Teve início em 15 de março de 2011, durante a Primavera Árabe. O governo liderado com mãos de ferro pelo partido Baath há quase 50 anos reprimiu os protestos com violência, obrigando os manifestantes a reagir. O regime do presidente Bashar al-Assad passou a controlar as grandes cidades e as estradas mais importantes do país e tem usado a fome e a miséria para punir a população civil.

Em 2012, A Cruz Vermelha e a ONU classificaram os conflitos como guerra civil e começaram a cobrar aplicações do Direito Humanitário Internacional para investigar crimes de guerra. Porém, as missões diplomáticas têm fracassado. De acordo com o Observatório Sírio para os Direitos Humanos, no primeiro trimestre de 2014, pelo menos 140 mil pessoas morreram – 7 mil crianças e 5 mil mulheres.

Afeganistão e o refúgio

Há quase 30 anos em conflitos civis, o Afeganistão ainda vive os resquícios da ofensiva dos Estados Unidos, em 2001, sob o governo de George W. Bush, aliado à organização armada muçulmana Aliança do Norte e de outros países ocidentais, como Reino Unido, França e Canadá. O objetivo era derrubar o regime talibã e encontrar Osama bin Laden e líderes da Al-Qaeda, acusados pelos atentados terroristas de 11 de setembro de 2001. A ação militar ocorreu à revelia das Nações Unidas e deixou milhares de mortos.

 

Mapa refugiados

América: A população refugiada diminuiu em torno de 5%, totalizando 769 mil pessoas, sobretudo por uma revisão nos números de colombianos deslocados na Venezuela.
A Colômbia continua sendo um dos recordistas em número de deslocados, somando 6 milhões de pessoas até o final do ano passado.
A violência de gangues urbanas na América Central foi um dos principais motivos de os Estados Unidos receberem no ano passado 36,8 mil pedidos de refúgio a mais do que em 2013, totalizando 121,2 mil – crescimento de 44%.

Oriente Médio e África do Norte: O agravamento do conflito na Síria fez do Oriente Médio a principal região do mundo de origem e recebimento de populações deslocadas por conflitos e perseguições.
A guerra na Síria obrigou 7,6 milhões de pessoas a se deslocar dentro do país e 3,88 milhões a buscar abrigo em países vizinhos.
O Iraque registrou 2,6 milhões de novos deslocados internos, totalizando 3,6 milhões de pessoas no final de 2014.

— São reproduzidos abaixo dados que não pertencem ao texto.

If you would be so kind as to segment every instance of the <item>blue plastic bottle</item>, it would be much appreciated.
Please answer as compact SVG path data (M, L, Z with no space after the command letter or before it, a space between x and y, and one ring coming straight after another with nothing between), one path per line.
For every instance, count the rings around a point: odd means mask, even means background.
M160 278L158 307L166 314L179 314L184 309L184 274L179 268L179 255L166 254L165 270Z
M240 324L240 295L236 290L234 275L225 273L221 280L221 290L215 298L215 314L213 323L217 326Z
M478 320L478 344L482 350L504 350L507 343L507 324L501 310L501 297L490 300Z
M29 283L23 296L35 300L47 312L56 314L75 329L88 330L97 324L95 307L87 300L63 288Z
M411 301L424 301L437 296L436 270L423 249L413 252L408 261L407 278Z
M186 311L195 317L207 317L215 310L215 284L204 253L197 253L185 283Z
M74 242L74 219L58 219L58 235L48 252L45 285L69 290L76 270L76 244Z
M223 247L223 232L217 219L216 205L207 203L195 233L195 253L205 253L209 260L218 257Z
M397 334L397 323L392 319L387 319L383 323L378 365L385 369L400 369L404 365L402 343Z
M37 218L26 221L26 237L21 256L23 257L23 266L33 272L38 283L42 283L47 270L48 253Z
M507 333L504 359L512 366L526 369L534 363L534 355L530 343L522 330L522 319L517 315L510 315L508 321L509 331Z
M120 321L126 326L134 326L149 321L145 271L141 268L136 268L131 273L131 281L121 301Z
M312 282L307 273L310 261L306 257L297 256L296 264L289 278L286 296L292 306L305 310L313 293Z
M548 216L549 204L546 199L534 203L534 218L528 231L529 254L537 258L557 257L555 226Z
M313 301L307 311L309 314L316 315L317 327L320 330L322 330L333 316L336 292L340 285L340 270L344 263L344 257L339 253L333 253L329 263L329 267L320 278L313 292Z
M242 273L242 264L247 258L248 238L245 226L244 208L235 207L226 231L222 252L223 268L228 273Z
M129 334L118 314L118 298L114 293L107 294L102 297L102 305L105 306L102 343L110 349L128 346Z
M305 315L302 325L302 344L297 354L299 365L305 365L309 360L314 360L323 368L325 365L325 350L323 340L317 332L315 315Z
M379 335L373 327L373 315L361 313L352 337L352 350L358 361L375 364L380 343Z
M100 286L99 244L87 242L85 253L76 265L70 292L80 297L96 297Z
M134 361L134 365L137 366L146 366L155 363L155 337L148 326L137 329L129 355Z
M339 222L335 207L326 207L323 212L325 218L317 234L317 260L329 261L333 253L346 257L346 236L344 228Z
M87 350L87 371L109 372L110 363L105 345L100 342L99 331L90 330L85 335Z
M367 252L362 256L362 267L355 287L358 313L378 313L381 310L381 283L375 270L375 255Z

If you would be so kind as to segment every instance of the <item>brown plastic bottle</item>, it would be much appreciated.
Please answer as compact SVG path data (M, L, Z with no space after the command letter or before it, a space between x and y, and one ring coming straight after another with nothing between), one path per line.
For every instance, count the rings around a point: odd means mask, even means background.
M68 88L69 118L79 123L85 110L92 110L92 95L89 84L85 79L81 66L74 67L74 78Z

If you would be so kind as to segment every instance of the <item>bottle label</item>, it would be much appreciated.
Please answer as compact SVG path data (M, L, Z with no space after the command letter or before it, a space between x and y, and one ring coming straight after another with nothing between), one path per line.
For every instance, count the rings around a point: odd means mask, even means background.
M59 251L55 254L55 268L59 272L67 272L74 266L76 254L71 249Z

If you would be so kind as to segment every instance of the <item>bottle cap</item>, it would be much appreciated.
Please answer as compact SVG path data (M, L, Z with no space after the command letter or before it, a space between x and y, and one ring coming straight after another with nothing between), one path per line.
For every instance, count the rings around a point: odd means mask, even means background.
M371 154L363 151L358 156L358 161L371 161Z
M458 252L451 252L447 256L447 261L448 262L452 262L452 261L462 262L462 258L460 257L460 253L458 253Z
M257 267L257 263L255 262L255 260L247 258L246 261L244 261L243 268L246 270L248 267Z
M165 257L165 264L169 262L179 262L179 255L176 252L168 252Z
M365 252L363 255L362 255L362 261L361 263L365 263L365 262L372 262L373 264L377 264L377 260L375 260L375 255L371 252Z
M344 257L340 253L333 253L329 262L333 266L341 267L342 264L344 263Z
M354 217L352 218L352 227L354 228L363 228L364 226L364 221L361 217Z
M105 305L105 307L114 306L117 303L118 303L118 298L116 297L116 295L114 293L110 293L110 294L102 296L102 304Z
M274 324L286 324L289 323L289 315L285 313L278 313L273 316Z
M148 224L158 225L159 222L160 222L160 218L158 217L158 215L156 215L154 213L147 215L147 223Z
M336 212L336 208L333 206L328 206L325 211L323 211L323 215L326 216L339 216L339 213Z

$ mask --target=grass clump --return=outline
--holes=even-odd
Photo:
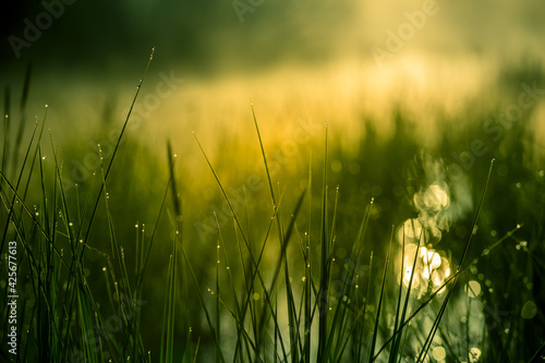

Europa: O número de refugiados que se deslocaram para a Europa totalizou 6,7 milhões no final de 2014, crescimento de 52,3% em um ano.
O continente atingiu o recorde de refugiados que atravessaram o Mediterrâneo, sempre em condições precárias: 219 mil pessoas.
Quase 25% dos refugiados da Europa são sírios e estão na Turquia. Os conflitos na região oriental da Ucrânia levaram 800 mil pessoas a se deslocar dentro do país e outras 271,2 mil a solicitar refúgio para a Rússia.
Alemanha e Suécia recebem a maioria das solicitações de refúgio da União Europeia.

Ásia: É uma das principais regiões do mundo em termos de deslocamento forçado. Só em 2014, foram registradas 9 milhões de pessoas deslocadas, 31% a mais que em 2013.
A Síria ultrapassou o Afeganistão e se tornou o principal país de origem de refugiados no
mundo.
Mianmar registrou deslocamentos contínuos ao longo de 2014, alcançando 479 mil pessoas.
Irã e Paquistão são dois dos principais países em recepção de refugiados.

África Subsaariana: Somou 3,7 milhões de refugiados e 11,4 milhões de deslocados internos, sendo 4,5 milhões deles só em 2014. Os principais países de origem são República Centro Africana, Sudão do Sul, Somália, Nigéria e República Democrática do Congo. A Etiópia substituiu o Quênia como principal destino de refugiados na região, e é agora o quinto maior no mundo.

O Brasil: O país tem hoje 7,7 mil pessoas refugiadas, de 81 países. O número de solicitação de refúgios ao governo brasileiro chegou a 25.996 em 2014. A maioria vem da Síria, seguida por Colômbia, Angola e República Democrática do Congo.